The man is no stranger to this smallmouth class know scientifically as "giantnormoushuganticmamethsamallmouthiticus."

When I opened his email my mouth dropped and has yet to find it closed again! 

The color and pattern on the second one is nothing short of God's own design of beautiful!!! 

Just not sure what that Zuly thigabob lure is that's in all the Photos? Some back woods rig that he prob got lucky with! 


Posted using Outdoor Hub Campfire


----------



## autogyroenthusiast (Oct 25, 2007)

miss that guy and his reports around here. glad to see he's still doing his thing. they say fish can't feel the pain of a hook, i wonder if they also can't feel the sensation of "I'm full".


----------



## gabertooth (Apr 16, 2013)

SMBHooker said:


> Just not sure what that Zuly thigabob lure is that's in all the Photos? Some back woods rig that he prob got lucky with!
> 
> 
> Posted using Outdoor Hub Campfire


Looks like a Banjo Minnow!!!


----------



## SamiFish (Apr 24, 2013)

Oh mah gawd, those things are BEASTS


----------



## GatorB (Jul 24, 2006)

Looks like QueticoMike took another trip to the Quetico. (The Canada side of Boundary Waters). Some of you guys may remember the photo of the huge pike from a year or so ago.

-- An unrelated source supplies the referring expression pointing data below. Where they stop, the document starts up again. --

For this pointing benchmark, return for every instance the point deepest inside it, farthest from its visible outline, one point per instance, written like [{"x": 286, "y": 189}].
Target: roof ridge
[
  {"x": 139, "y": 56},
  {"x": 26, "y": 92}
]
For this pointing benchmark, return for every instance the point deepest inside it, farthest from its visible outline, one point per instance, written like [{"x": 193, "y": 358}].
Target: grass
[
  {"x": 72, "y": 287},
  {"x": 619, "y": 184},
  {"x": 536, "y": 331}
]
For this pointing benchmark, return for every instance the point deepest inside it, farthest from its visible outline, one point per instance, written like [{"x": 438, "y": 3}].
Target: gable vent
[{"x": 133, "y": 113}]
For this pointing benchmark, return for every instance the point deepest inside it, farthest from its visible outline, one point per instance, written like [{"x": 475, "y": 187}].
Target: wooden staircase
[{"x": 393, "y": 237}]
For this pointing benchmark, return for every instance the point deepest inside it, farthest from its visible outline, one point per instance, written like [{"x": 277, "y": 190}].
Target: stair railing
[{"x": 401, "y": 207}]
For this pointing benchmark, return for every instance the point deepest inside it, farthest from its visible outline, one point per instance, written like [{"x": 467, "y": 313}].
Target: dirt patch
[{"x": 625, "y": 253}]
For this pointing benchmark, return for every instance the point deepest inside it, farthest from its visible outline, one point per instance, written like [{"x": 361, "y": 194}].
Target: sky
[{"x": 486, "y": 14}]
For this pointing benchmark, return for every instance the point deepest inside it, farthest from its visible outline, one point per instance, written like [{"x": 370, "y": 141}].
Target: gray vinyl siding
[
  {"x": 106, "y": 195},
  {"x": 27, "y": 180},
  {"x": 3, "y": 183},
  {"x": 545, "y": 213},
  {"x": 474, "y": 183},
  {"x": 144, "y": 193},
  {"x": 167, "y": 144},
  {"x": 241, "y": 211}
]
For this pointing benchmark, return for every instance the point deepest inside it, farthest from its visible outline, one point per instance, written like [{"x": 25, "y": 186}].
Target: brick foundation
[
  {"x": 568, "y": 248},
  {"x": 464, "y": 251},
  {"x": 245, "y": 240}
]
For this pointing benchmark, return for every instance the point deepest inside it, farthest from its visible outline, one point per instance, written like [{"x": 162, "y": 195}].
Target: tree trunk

Mike's been using the Zulu for years as his go-to lure and proselytizes to anyone who will listen. (I assume SMBHooker was being facetious) In fact, he's written an article for a magazine on how to fish the Zulu. And if you've seen it's action, you know how ridiculously underrated it is. The Zulu should be a staple of every fisherman's tackle box.

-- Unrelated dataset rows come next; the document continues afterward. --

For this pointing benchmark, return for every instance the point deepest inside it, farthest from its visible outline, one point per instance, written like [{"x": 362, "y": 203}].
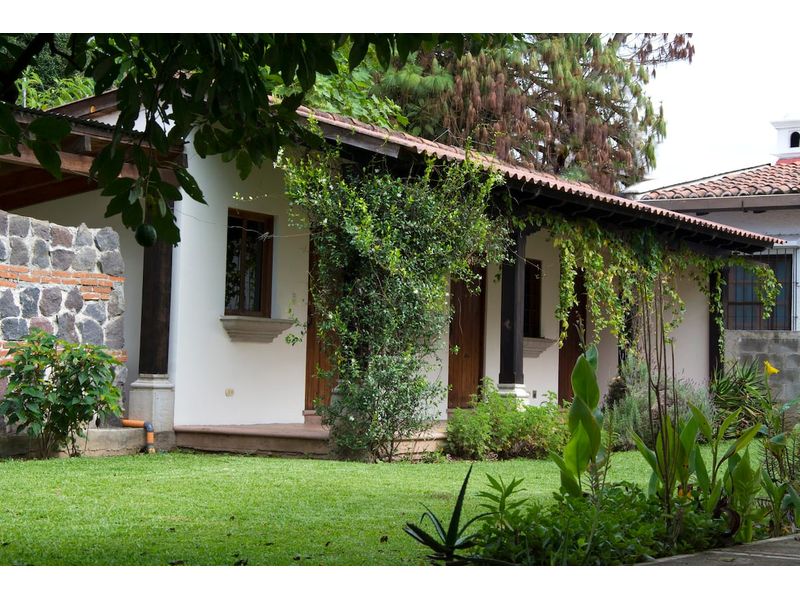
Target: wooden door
[
  {"x": 316, "y": 357},
  {"x": 571, "y": 350},
  {"x": 465, "y": 367}
]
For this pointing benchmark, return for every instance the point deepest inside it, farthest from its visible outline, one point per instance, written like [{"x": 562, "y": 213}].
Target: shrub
[
  {"x": 56, "y": 388},
  {"x": 741, "y": 385},
  {"x": 621, "y": 525},
  {"x": 497, "y": 426},
  {"x": 628, "y": 408}
]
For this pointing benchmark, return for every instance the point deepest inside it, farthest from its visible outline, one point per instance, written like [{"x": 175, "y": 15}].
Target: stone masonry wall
[
  {"x": 65, "y": 280},
  {"x": 780, "y": 348}
]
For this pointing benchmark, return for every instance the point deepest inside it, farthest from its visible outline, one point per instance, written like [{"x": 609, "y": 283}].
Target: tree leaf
[
  {"x": 189, "y": 184},
  {"x": 48, "y": 157}
]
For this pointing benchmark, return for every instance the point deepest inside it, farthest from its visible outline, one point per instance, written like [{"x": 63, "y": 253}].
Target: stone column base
[
  {"x": 152, "y": 398},
  {"x": 517, "y": 390}
]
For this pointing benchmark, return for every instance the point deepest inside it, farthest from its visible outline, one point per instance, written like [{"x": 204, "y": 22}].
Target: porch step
[
  {"x": 277, "y": 439},
  {"x": 112, "y": 441},
  {"x": 290, "y": 439}
]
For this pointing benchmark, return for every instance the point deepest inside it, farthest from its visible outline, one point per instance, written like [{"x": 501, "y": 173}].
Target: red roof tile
[
  {"x": 765, "y": 180},
  {"x": 420, "y": 145}
]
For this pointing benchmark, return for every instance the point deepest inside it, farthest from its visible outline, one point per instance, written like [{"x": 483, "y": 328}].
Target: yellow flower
[{"x": 769, "y": 369}]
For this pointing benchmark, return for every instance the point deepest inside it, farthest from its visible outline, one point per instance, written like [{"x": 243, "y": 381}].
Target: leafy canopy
[{"x": 216, "y": 88}]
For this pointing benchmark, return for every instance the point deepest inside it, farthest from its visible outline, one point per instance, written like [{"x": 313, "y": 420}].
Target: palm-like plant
[{"x": 449, "y": 542}]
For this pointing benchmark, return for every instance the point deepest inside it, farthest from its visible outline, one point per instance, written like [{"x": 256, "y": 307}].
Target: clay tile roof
[
  {"x": 522, "y": 174},
  {"x": 763, "y": 180}
]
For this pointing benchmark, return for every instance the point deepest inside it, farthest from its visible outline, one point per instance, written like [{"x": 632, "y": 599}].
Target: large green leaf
[
  {"x": 702, "y": 421},
  {"x": 743, "y": 441},
  {"x": 579, "y": 414},
  {"x": 569, "y": 482},
  {"x": 50, "y": 129}
]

QueticoMike was very generous in helping me and a few friends plan a trip to the Quetico last year. It was the best vacation of my life. I'd love to go with Mike one day since he knows all the good spots up there.


----------



## Ant (Mar 27, 2013)

All I can get out is A wow!!!!


----------



## yakfish (Mar 13, 2005)

What ever happened to him? He sure knew his smallies!


----------



## 9Left (Jun 23, 2012)

AWesome..i miss his posts!


----------



## co-angler (Jan 3, 2010)

I heard that he just disappeared into a cornfield never to be seen again, no wait, no, no, no, I remember, he took an impromptu trip to Devils Tower and there he had an encounter, man I'm slipping, he saved a little girl from a squatch but once the girl was safe he went back and lost a valiant battle to said squatch.
Last I heard he can only mumble something about mods and rocks back and forth uncontrollably.....
It was on the news.
It's sad really.



Posted using Outdoor Hub Campfire


----------



## buckzye11 (Jul 16, 2009)

I heard QM once met Chuck Norris in the woods and was challenged to a fight, then QM casted his double willow chartruse spinnerbat right between Chucks eyes... knocking him out cold.
Great Smallies! I can only imagine the battles they waged.
I miss his reports too... started throwing that spinner up here in NEO, with good results, Thanks Mike.


----------



## nitsud (May 22, 2010)

Man, your buddy with the beard-ish can fish! Glad to see he's still at it.


----------



## koonzie99 (Apr 25, 2012)

I'm from northeast ohio and love reading that guys posts. He is a smallmouth guru. Wish he would come back.


----------



## FishDoctor (Aug 9, 2012)

Hope mike is doing well. He gave me some invaluable hints and tips for river bronzebacks and I learned something from all his posts. Good to see he is still whispering those smallies.


----------



## GatorB (Jul 24, 2006)

I think there was some drama about the top member award or something that chased him off. He was nominated for the award and someone accused him of campaigning for himself which led to an unnecessary spat. I don't think he's been on the forum since then.


----------



## imalt (Apr 17, 2008)

I wish he would come back. I used to love reading his reports. To leave over a stupid award that all the lake erie guys get mad if someone from the southwest has a chance of winning just isn't right.


----------



## small talk (Feb 13, 2009)

Turn down the volume if you watch these because there is a lot of static for some reason.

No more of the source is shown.